Depuis, trois ans, qu’elle est la cheffe de ce bateau, elle accepte toutes les missions, les plus longues, celles qui n’arrangent personne, pendant les vacances scolaires, Noël … Calme, sûre d’elle, elle a fait ses preuves et certains marins demandent même à naviguer sous ses ordres tant elle maitrise la mécanique humaine, elle sait composer et équilibrer la force des humeurs. Les marins, elle les aime taiseux, les paroles, techniques et efficaces. Elle fait corps avec sa fonction, son bateau, la terre ne veut pas d’elle. Fille d’officier, elle n’a d’ailleurs aucune autre attache de ce père qui a sombré dans un silence si profond qu’elle ne peut plus l’atteindre.

Et pourtant, elle donne son accord à un pas de côté lors de cette traversée jusque là ordinaire : immobiliser la bateau pour que l’équipage s’octroie une baignade en pleine mer. Un canot descend les vingt hommes, nus, elle reste seule à bord pendant la demie heure durant laquelle les marins frôlent les abysses. Le roman s’attarde sur le plaisir mitigé et trouble qui les envahit dans l’océan, petits bouchons flottant à l’ombre du cargo gigantesque, et gigantesque aussi la profondeur des fonds marins en dessous d’eux. Ils perdent leur repères, sans plage ni rivage, en panique un peu. La commandante les observe à la jumelle, ces corps masculins devenus anonymes et paradoxalement attirants. Il lui prend des désirs vagues, partir seule, être l’unique sur le cargo, mais aussi se frotter à leur intimité, elle s’introduit dans le désordre d’une cabine. Puis les remonte sur le pont.

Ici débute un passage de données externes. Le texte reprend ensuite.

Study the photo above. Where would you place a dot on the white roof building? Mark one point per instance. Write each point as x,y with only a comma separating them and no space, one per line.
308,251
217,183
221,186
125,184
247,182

Ils se comptent, descendus à 20, ils sont maintenant 21. Une erreur. Puis, un brouillard enveloppe le bateau, comme une chappe, le moteur ralentit et il semblerait que la pompe du navire se mette à battre à son propre rythme. l’équipage n’y comprend goutte et s’inquiète, d’autant plus que la commandante se met elle aussi à dériver dans les profondeurs d’une sorte de rêve éveillé, qui fait qu’on la retrouve allongée dans les cursives les plus inattendues. Et là, j’ai commencé à ricaner. La commandante rigide et hermétique écoutant le coeur du bateau battre, l’oreille collée au métal du pont, j’ai visualisé la tête du marin, et là, pour l’empathie, j’étais passée de l’autre côté …

La rationalité du récit, déjà tangente, dès le départ, s’éloigne de tous repères. La traversée achevée ( le roman est court), je suis restée dans le brouillard, totalement hermétique à cette plongée dans les eaux troubles de l’inconscient de la commandante. Je n’aime pas qu’on m’enferme dans une boite noire alors que je n’ai rien demandé et que je me retrouve coincée dans le caisson insonorisé du vertige personnel de cette femme glaciale dans son détachement. L’écriture est belle certes, mais c’est un roman de sensations, voire de « ressentis », on reste à la surface, il m’a manqué des sentiments, des bons gros sentiments, de la chair, du sel, des embruns, de la vraie peur de fiction, et en plus, le mystère du 21 ème, il s’est autodissout en cours de route. Le cargo a dû le manger dans un moment d’égarement mystique.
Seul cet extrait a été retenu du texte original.